Eleventh Graders from Ohr Torah Stone’s Ulpanat Oriya were awarded the Yad Vashem prize for their production of “Adam Resurrected,” based on the novel by Yoram Kaniuk.
Arutz 7 – Published: 24.06.18 [Translated from Hebrew]
Three 11th grade students from Ohr Torah Stone’s Oriya High School for Girls were awarded the Yad Vashem Prize for Educational Projects in a ceremony in Jerusalem this Sunday. The prize was awarded for their dramatization of the play Adam Ben Kelev (Adam Resurrected), as part of their studies in the Ann Belsky Moranis Theater Arts track.
This is the second time that Ohr Torah Stone’s Oriya High School has been awarded this important prize.
The students’ final project for their high school Matriculation diploma in theater studies dealt with the subject of the Holocaust. Throughout the year, the students read a number of novels and plays on the subject and then chose to adapt and stage a few scenes from the play, which is based on Yoram Kaniuk’s novel, and offer novel interpretations.
Adi Yomtov, one of the prize winners, said: “When we decided to deal with the Holocaust, we knew that we wanted to change how people relate to the subject. We wanted to get them to think of other topics, not just the six million or the gas chambers. The Holocaust is a far more complex subject which is comprised of many layers.”
She describes that in their play, “we made a point of bringing to the fore specifically those people from whom society shied away, mainly because of fear and unwillingness to deal with those who had left their sanity behind in the camps of Europe.”
Shay Barak, her fellow prize winner, explains, “We studied the Holocaust in history lessons throughout the year and I wanted to delve deeper into the subject. Studying a subject because you chose to do so and not because it is part of the school syllabus for final exams means that the entire approach is different, and on a much deeper level. During my work on the play, I matured and I learned so much about the Holocaust, about theater and about myself. I learned to look at things in proportion and to see the wider picture. My whole way of thinking about events and about life has changed and I am certain that this will stay with me in the future.”

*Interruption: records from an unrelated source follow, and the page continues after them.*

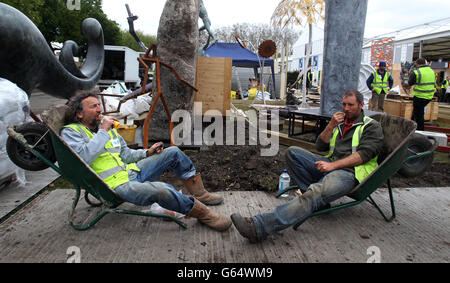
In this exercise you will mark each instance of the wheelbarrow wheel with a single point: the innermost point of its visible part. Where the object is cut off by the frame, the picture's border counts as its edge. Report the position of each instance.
(416, 167)
(33, 132)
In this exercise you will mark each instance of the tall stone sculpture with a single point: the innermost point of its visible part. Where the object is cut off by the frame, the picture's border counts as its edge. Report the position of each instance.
(344, 32)
(178, 47)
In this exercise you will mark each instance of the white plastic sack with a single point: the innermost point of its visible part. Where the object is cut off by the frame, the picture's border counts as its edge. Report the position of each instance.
(132, 108)
(14, 110)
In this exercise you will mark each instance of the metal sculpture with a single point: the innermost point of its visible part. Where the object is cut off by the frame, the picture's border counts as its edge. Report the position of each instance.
(158, 95)
(27, 60)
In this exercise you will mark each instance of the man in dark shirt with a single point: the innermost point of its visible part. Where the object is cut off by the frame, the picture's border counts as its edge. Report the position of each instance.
(323, 179)
(379, 83)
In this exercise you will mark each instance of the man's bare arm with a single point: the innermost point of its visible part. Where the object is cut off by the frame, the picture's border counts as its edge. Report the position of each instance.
(348, 162)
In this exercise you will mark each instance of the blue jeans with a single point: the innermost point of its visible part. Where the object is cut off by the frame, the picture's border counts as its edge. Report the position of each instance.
(143, 191)
(322, 188)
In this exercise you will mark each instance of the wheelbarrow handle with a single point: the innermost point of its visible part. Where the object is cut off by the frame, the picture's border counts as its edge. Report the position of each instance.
(425, 153)
(17, 136)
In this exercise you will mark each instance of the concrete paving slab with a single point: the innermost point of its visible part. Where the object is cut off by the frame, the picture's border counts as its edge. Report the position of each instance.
(14, 195)
(40, 233)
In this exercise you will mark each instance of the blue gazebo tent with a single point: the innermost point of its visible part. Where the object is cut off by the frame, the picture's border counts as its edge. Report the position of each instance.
(242, 57)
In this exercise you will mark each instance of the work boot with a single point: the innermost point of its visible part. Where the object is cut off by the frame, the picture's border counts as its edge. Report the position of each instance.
(195, 187)
(208, 217)
(246, 227)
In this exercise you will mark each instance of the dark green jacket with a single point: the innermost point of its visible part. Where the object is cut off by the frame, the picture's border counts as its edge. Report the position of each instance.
(369, 147)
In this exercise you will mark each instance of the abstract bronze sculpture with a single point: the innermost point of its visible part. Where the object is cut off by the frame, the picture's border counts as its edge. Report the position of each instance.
(27, 60)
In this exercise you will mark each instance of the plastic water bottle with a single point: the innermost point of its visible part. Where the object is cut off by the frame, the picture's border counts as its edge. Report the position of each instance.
(284, 182)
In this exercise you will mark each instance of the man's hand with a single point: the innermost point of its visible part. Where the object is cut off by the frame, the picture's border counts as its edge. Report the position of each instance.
(324, 166)
(157, 148)
(337, 118)
(107, 123)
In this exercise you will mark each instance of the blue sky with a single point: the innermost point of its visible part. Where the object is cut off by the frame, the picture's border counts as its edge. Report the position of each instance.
(382, 15)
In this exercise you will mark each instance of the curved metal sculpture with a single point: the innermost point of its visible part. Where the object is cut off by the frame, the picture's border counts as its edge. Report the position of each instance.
(27, 60)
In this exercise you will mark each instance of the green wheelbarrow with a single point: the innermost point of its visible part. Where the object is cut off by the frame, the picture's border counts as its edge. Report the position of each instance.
(395, 154)
(76, 171)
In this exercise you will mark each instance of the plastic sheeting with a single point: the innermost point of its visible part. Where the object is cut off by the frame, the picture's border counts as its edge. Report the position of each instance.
(14, 110)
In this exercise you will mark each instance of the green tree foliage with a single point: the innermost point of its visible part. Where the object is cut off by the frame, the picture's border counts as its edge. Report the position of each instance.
(31, 8)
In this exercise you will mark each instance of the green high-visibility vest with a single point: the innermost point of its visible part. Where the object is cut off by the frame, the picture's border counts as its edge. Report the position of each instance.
(379, 84)
(425, 83)
(364, 170)
(108, 165)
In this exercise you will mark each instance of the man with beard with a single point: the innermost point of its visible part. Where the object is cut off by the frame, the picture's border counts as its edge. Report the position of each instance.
(132, 173)
(354, 142)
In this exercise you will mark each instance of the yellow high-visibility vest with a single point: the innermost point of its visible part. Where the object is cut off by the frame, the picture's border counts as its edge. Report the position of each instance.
(108, 165)
(425, 83)
(364, 170)
(380, 84)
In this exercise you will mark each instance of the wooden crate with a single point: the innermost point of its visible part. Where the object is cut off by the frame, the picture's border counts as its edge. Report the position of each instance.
(214, 84)
(432, 111)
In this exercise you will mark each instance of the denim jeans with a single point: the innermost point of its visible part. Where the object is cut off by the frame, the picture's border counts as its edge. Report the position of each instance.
(322, 188)
(419, 105)
(143, 191)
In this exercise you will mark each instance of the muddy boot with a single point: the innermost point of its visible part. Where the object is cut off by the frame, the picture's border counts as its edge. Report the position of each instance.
(208, 217)
(246, 227)
(195, 187)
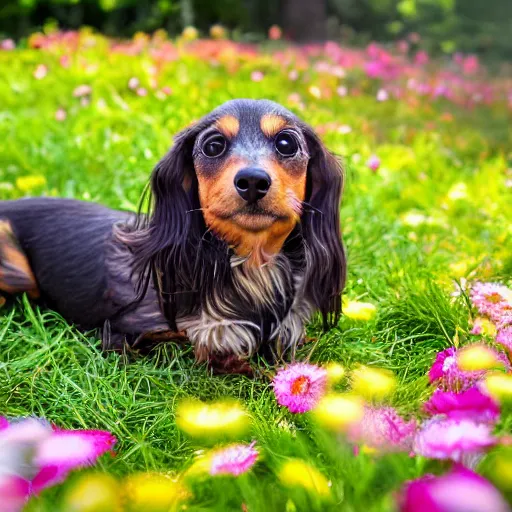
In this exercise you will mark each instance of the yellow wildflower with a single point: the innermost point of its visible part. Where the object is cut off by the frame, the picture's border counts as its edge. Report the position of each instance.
(499, 385)
(212, 420)
(28, 183)
(359, 310)
(153, 492)
(297, 473)
(373, 382)
(477, 357)
(338, 412)
(94, 493)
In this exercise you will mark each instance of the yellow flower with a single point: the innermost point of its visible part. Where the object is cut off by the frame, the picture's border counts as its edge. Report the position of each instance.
(28, 183)
(217, 32)
(373, 382)
(335, 372)
(338, 412)
(94, 493)
(499, 385)
(359, 310)
(189, 33)
(477, 357)
(297, 473)
(212, 420)
(153, 492)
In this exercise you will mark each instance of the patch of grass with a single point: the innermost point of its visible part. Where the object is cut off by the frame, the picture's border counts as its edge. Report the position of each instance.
(104, 151)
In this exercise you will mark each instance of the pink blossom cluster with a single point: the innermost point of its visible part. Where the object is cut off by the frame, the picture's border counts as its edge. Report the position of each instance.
(34, 455)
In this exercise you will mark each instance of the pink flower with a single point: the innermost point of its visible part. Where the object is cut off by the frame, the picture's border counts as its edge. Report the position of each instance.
(472, 404)
(373, 163)
(491, 299)
(504, 337)
(82, 90)
(60, 114)
(257, 76)
(300, 386)
(14, 493)
(421, 58)
(234, 460)
(454, 439)
(275, 33)
(383, 429)
(460, 490)
(382, 95)
(7, 44)
(446, 373)
(40, 72)
(33, 451)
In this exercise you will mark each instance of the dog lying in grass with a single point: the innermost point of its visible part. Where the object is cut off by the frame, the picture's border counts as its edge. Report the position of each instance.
(241, 246)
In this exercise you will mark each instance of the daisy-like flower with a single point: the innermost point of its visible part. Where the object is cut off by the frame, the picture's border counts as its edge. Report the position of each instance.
(460, 490)
(383, 430)
(504, 338)
(447, 374)
(472, 404)
(454, 439)
(300, 386)
(233, 460)
(212, 420)
(491, 299)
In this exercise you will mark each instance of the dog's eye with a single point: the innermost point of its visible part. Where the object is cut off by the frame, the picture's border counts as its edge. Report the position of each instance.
(286, 144)
(214, 146)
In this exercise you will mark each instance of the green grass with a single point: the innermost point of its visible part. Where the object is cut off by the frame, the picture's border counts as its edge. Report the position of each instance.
(105, 152)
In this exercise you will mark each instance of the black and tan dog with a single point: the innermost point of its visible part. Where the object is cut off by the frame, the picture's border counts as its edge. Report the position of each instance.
(241, 246)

Ilanit Etkin, the third prize winner adds: “When the siren sounded on Holocaust Remembrance Day this year, very few people around me wept. I felt that something had been severed; that the Holocaust had become a distant subject. I wanted to do something that would cause the audience of the play to be shocked and to change their attitude. Almost all of my mother’s family was wiped out in the Holocaust, and only my great-grandmother survived. Nevertheless, Holocaust Remembrance Day was different for me this year. Every little story struck a chord and I felt that after I had studied the subject in depth, I really do understand it a little better.” Etkin continues: “Next summer I will go on a school study seminar to Poland and I am certain that because of what I gained from this project, the whole experience will be more powerful and that when I march at all the places I have read about, my feelings will be stronger.”
The play is about the lives of Holocaust survivors in Israel and how they dealt with the deep emotional scars they bear. The chief protagonist is Adam Stein, a successful Jewish comedian and circus owner in Germany. During the war he is interned in a concentration camp and forced to entertain Jews as they are marched to their death. Stein survives, moves to Israel and is admitted to a psychiatric hospital for Holocaust survivors in the southern city of Arad. Together with therapy and rest, Adam is forced to deal with his past and decide whether he is going to live in the present or in the past.
Nurit Pasternak-Goodman, a teacher in the Ann Belsky Moranis theater studies track at Ohr Torah Stone’s Oriya High School, directed the girls throughout the process of creating and directing the play: “As part of their studies, the girls are tested on their understanding of the theater and their ability to apply what they have learned. They study the background of theater in Israel and are required to produce and stage a play, working together in a team to present a show which brings together all the elements of the stage – dramaturgy, movement, music, lighting, scenery, costumes and props.”
Pasternak-Goodman added: “Adi, Shay and Ilanit succeeded in using the language of the theater to express themselves, thus offering a personal, original interpretation of the play. The audience picked up on this, together with the mixed feelings that appeared on stage.”
Adi: “Many people asked us what made us want to shock the audience and put them through such an emotional experience. By watching the play and going through the process, the audience experiences a miniscule part of the madness that existed over there and manages to reach out to the past.”
Yinon Ahiman, Ohr Torah Stone’s Director General: “I congratulate the students and pedagogic staff of the theater track on their impressive achievement. By deciding to delve into this complex and difficult subject, the students have chosen the best possible way of keeping the memory of the Holocaust alive among both students and teachers. One can sit in class and learn about the subject, but these students chose a way that makes a deep impression on them and also on the audience.”